Physical boundaries are rules that protect your body and space and ensure you are meeting your physical needs. As you can imagine, the obvious component of setting physical boundaries is the physical component, but one also must ensure that other physically related boundaries are secure and established. Setting boundaries around privacy is extremely important for one's success in protecting one's PEACE. Also, the way you physically interact with others is extremely important, specifically setting boundaries about the way people talk to you or when to say "No."
Emotional boundaries are essential in maintaining mental health and understanding your values, respecting your needs, putting yourself first, and communicating these boundaries to others. Emotional boundaries also focus on protecting one's peace. It is essential to understand that emotional boundaries really focus on the non-physical boundaries that one displays. Often, this comes in the form of self-preservation and non-verbal cues that focus on the way you interact with others on an emotional level. The boundaries of emotions are a powerful concept because they emphasize how one interacts with others, and, even more importantly, emotional boundaries directly influence our thoughts. We are responsible for our emotions and how we react to the world. It is equally important to respect other's emotional boundaries.

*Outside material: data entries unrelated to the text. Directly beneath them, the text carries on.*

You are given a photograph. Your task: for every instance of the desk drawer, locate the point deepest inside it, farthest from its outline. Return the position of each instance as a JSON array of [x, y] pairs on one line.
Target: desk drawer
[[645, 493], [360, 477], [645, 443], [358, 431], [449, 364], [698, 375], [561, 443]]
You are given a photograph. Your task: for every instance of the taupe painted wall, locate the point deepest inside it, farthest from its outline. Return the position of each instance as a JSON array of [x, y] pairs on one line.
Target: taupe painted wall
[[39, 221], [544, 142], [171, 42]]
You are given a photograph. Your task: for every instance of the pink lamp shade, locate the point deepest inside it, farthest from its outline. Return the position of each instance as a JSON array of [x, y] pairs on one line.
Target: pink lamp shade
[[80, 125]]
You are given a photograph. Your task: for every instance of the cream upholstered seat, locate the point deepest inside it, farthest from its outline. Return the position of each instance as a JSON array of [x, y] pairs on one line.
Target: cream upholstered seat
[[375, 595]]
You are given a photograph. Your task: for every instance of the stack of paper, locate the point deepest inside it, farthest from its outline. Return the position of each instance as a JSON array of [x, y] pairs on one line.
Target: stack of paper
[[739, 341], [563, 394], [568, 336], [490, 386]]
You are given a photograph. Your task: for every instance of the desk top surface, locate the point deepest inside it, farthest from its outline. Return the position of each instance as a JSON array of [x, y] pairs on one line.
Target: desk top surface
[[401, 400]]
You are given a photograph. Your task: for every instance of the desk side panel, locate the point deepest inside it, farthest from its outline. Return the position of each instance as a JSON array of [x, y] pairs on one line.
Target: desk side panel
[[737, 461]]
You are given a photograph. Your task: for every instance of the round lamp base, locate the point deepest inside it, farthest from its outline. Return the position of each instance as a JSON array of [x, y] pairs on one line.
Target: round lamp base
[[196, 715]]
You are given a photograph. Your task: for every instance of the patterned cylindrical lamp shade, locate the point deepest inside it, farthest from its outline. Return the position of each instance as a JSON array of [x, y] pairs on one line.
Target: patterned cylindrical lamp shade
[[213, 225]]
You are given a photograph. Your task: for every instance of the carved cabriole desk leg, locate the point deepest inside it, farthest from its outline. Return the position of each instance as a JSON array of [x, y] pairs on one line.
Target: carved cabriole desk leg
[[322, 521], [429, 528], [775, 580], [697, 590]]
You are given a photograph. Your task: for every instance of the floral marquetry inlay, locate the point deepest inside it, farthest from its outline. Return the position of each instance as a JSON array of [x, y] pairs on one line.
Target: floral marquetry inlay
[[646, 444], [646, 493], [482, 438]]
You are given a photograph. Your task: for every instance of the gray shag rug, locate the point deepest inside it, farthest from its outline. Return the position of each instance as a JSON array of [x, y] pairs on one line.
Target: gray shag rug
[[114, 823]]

Boundaries are critical for development early in life. As I have grown up, I have assessed the need for good boundaries with others and myself. For example, we all have friends who constantly want to go out and be social, but not all of us are social butterflies. So, it is good to be able to set boundaries and say no, but I need do need to be social. I need to prioritize my own mental health and well-being. It is also good to have good boundaries with your significant other. Asking permission to discuss a heavy subject is an excellent way to initiate establishing boundaries. A great question to ask your significant other - Do you have the mental space to talk? It's very respectful. It's also respectful of yourself if you're passionate about a topic and want your partner to reciprocate that passion. Maybe they're mentally exhausted from their own day and can't connect with you how they would, or you would like; that's why boundaries are important. Establishing your own personal boundaries is also very important within yourself, knowing when to refuel and recharge, get a good night's sleep, drink more water, eat healthy meals, exercise, read a good book, and write a good book.
Some developmental theorists have concluded that our first pieces of vocabulary shape some of our strongest intentions around language. Most often, we learn to say no before we learn to say yes, so from the very beginning, at an early stage in life, we are learning to set boundaries and say no; however, at that particular moment in our development, we do not associate that with boundaries we associate it with understanding what we do not like and what we do not want to happen. Even though it is rooted in an elementary type, however, at that particular moment in our development, we start to establish boundaries. Even though it is rooted in an elementary mentality, it is still essential to understand. Still important to know that we can set boundaries, which is an important thing we often forget.
In conclusion, it is essential to establish boundaries, both emotional and physical. One should be in place for another. One must develop firm, healthy physical boundaries to successfully implement emotional boundaries. By focusing on creating physical solid boundaries, you learn the importance of protecting your PEACE and growing as a human. Think about your physical boundaries as paving the road for your emotional boundaries to flow effortlessly from your heart and support a well-balanced life.